Vermont

Reform Group Accuses Vermont Corrections Dept. of Breaking State Law

A criminal justice reform group is accusing the state of Vermont of breaking its own law on medical treatment available to prisoners.

That claim follows a list of complaints advocates have heard from inmates with substance use disorder who say they are not getting the medical treatment they need behind bars.

"They are desperate for treatment, and yet they're getting denied it," said Tom Dalton, the executive director of the group Vermonters for Criminal Justice Reform, referring to inmates who want medication-assisted treatment for opioid use disorder.

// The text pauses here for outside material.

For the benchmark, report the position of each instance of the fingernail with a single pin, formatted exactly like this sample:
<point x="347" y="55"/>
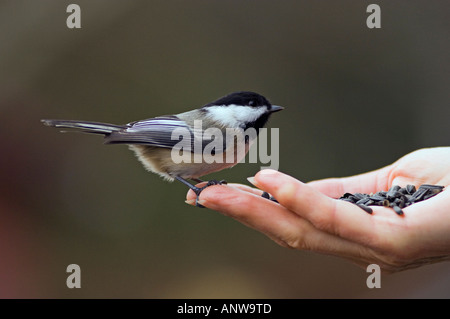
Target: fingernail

Under a state law that took effect July 1, medication-assisted treatment, or MAT, was expanded in Vermont prisons for inmates who are diagnosed with opioid use disorder and for whom a clinician calls MAT medically necessary.

However, Dalton estimated that roughly 500 inmates are struggling with addiction and withdrawal symptoms but are still not getting the medications they need quickly enough, or at all, in many cases.

"A lot of people are still being released back into the community untreated," Dalton told necn. "It makes Vermont communities safer when prisons treat addiction before they release people back into the community."

Wednesday, Gov. Phil Scott, R-Vermont, and members of his administration toured Vermont's one prison for women, the Chittenden Regional Correctional Facility in South Burlington.

There, corrections officials said 31 out of 152 women, or just over 20 percent of the facility's inmates, were getting MAT for opioid addiction as of that morning.

Steps are taken to avoid those meds becoming contraband, Chittenden Regional's assistant superintendent, Jen Sprafke, told Gov. Scott.

"They have to be in a smock and sit on their hands," Sprafke said of inmates during the tour, adding that the medications are administered in an area separate from inmates who are not receiving them. "Because it's a hot commodity."

Corrections commissioner Lisa Menard insisted the new law is going well when it comes to people who are already on the therapy prior to their sentence continuing the MAT once they are behind bars.

She acknowledged there are issues to iron out screening people who have been in custody longer, who want to start treatment.

"The science evolves, around what is medically necessary and when," Menard said. "I think over time, more and more and more people are going to be on it."

Menard said the long-term goal of MAT in correctional facilities is to reduce fatal and non-fatal overdoses upon release, reduce returns to incarceration, and reduce the number of crime victims in the community if people aren't committing new offenses to feed addictions after they serve their sentences.

Gov. Scott, whose tour was part of his administration's research into the future needs of prison facilities in Vermont, praised the men and women who work in the Chittenden Regional Correctional Facility.

Scott said the staffers he met Wednesday clearly care about the work they do and about treating inmates with respect.

"It's much more complicated than [some are] being led to believe," Scott said of the concerns over the rollout of the MAT program. "I would say [corrections officials] are doing a great job. Now, can we do better? Absolutely. We're learning as we go. We're much further ahead than most other states — we're leading the nation in this regard."

The new law directs the Vermont Department of Corrections to report back to the Legislature by January, 2022 on the effectiveness of medication in prison, as the state continues its work trying to turn around the opioid addiction crisis.

Sprafke told Gov. Scott everyone leaving custody from the South Burlington facility is offered naloxone — a medication that can reverse an opioid overdose. The prison's assistant superintendent said most people do accept it.